CompletionException intermittently seen from transactions

Description

Performer specific validation failure: Hook dropped (raised async so could have been in an earlier test): java.util.concurrent.CompletionException: com.couchbase.client.core.error.DocumentNotFoundException: Document with the given id not found {"clientContext":{"txn.op":"ATR::getAtrWithUpToDateCas"},"completed":true,"coreId":"0x9458e5e20000004e","idempotent":true,"lastChannelId":"9458E5E20000004E/00000000A93230C7","lastDispatchedFrom":"172.18.0.4:49800","lastDispatchedTo":"172.23.111.128:11210","requestId":133233,"requestType":"SubdocGetRequest","retried":0,"service":{"bucket":"secondTestBucket","collection":"_default","documentId":"<ud>_txn:atr-13-#129e</ud>","errorCode":{"description":"Not Found","name":"KEY_ENOENT"},"opaque":"0x1fe72","scope":"_default","type":"kv","vbucket":13},"status":"NOT_FOUND","timeoutMs":2500,"timings":{"dispatchMicros":3858,"totalDispatchMicros":3858,"totalServerMicros":0,"serverMicros":0}} cause: com.couchbase.client.core.error.DocumentNotFoundException: Document with the given id not found {"clientContext":{"txn.op":"ATR::getAtrWithUpToDateCas"},"completed":true,"coreId":"0x9458e5e20000004e","idempotent":true,"lastChannelId":"9458E5E20000004E/00000000A93230C7","lastDispatchedFrom":"172.18.0.4:49800","lastDispatchedTo":"172.23.111.128:11210","requestId":133233,"requestType":"SubdocGetRequest","retried":0,"service":{"bucket":"secondTestBucket","collection":"_default","documentId":"<ud>_txn:atr-13-#129e</ud>","errorCode":{"description":"Not Found","name":"KEY_ENOENT"},"opaque":"0x1fe72","scope":"_default","type":"kv","vbucket":13},"status":"NOT_FOUND","timeoutMs":2500,"timings":{"dispatchMicros":3858,"totalDispatchMicros":3858,"totalServerMicros":0,"totalMicros":3967,"serverMicros":0}}

http://sdk.jenkins.couchbase.com/job/jvm/job/transactions/job/TransactionsFITPerformer_SinglePerformer/lastCompletedBuild/testReport/com.couchbase.transactions/SerializersTest/Setup_test_Infra_and_Execute_Tests__7_2_stable_Vs_Java_1_2_4__committedReplacedSerialized/

Not sure what's going on yet.

Environment

None

Gerrit Reviews

None

Release Notes Description

None

Activity

Show:

Graham Pople August 12, 2022 at 9:43 AM

From static inspection it's definitely coming from cleanup.

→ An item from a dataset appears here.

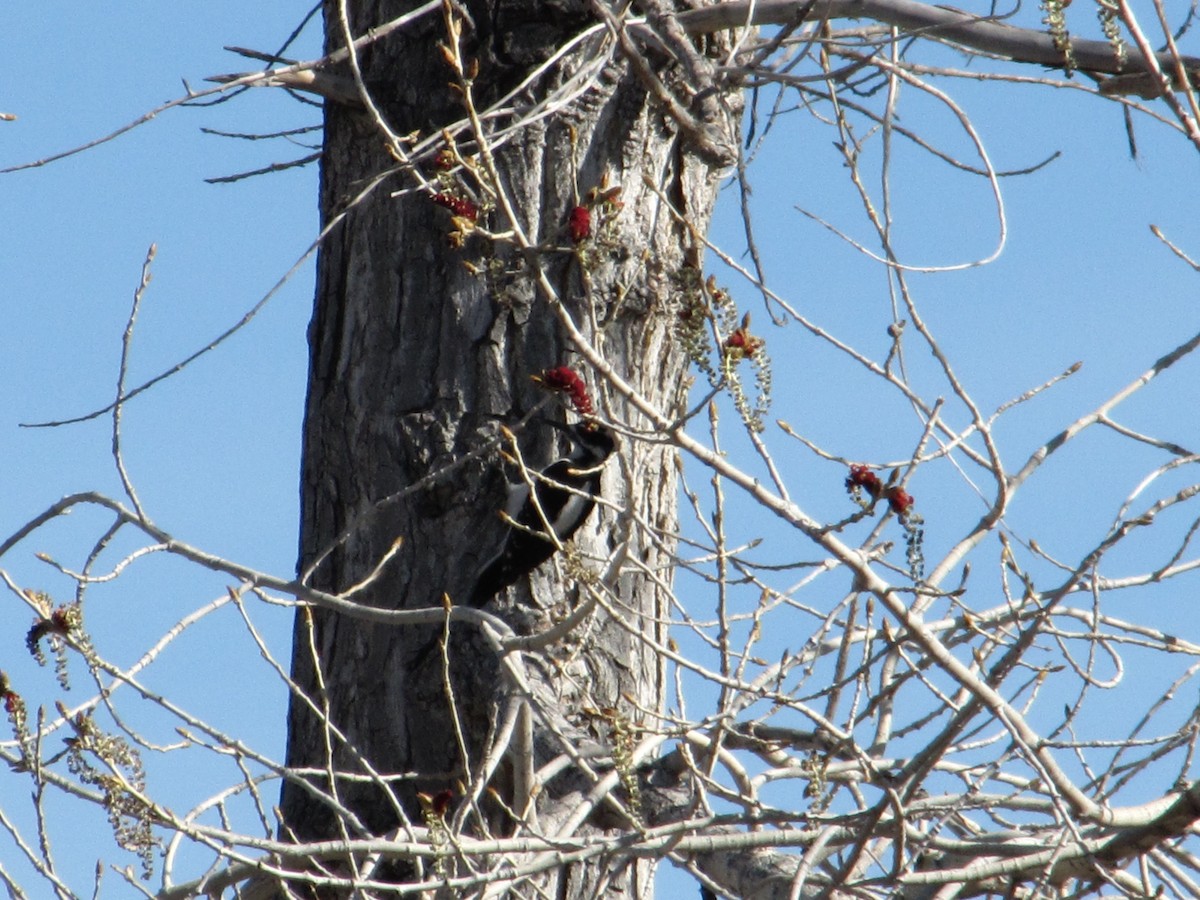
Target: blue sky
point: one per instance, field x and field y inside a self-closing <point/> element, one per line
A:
<point x="215" y="450"/>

noSerializationContentInClientRecords has created a new cluster connection, but AFAICT there's no way for it to have disconnected it while transactions is running.  It has just called transactions.close().

Can replicate almost immediately with this simple code:

Hooks.onErrorDropped(err -> {     throw new RuntimeException(err); }); while (true) {     Transactions transactions = Transactions.create(cluster, TransactionConfigBuilder.create()             .cleanupWindow(Duration.ofSeconds(1)));     Thread.sleep(ThreadLocalRandom.current().nextInt(1000));     transactions.close(); }

 

The equivalent code in the integrated client is fine, however.

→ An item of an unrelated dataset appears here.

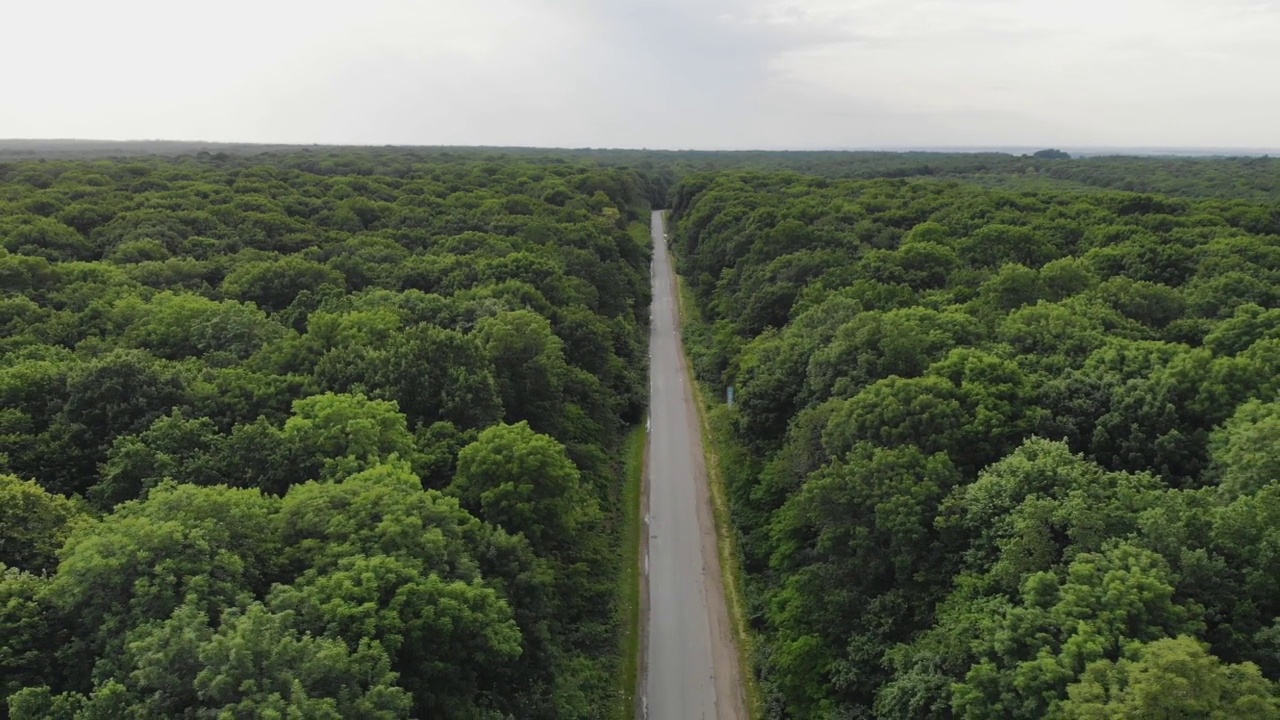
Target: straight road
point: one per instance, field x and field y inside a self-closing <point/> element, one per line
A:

Actually, it happens in non-integrated even without the transactions.close(), if I leave it running.  I think it may therefore be an issue with extremely tight cleanup windows, causing ATR fetches to overlap, and one erroring with "atr not found" causing issues with the in-flight overlapping ones.  Possibly introduced in .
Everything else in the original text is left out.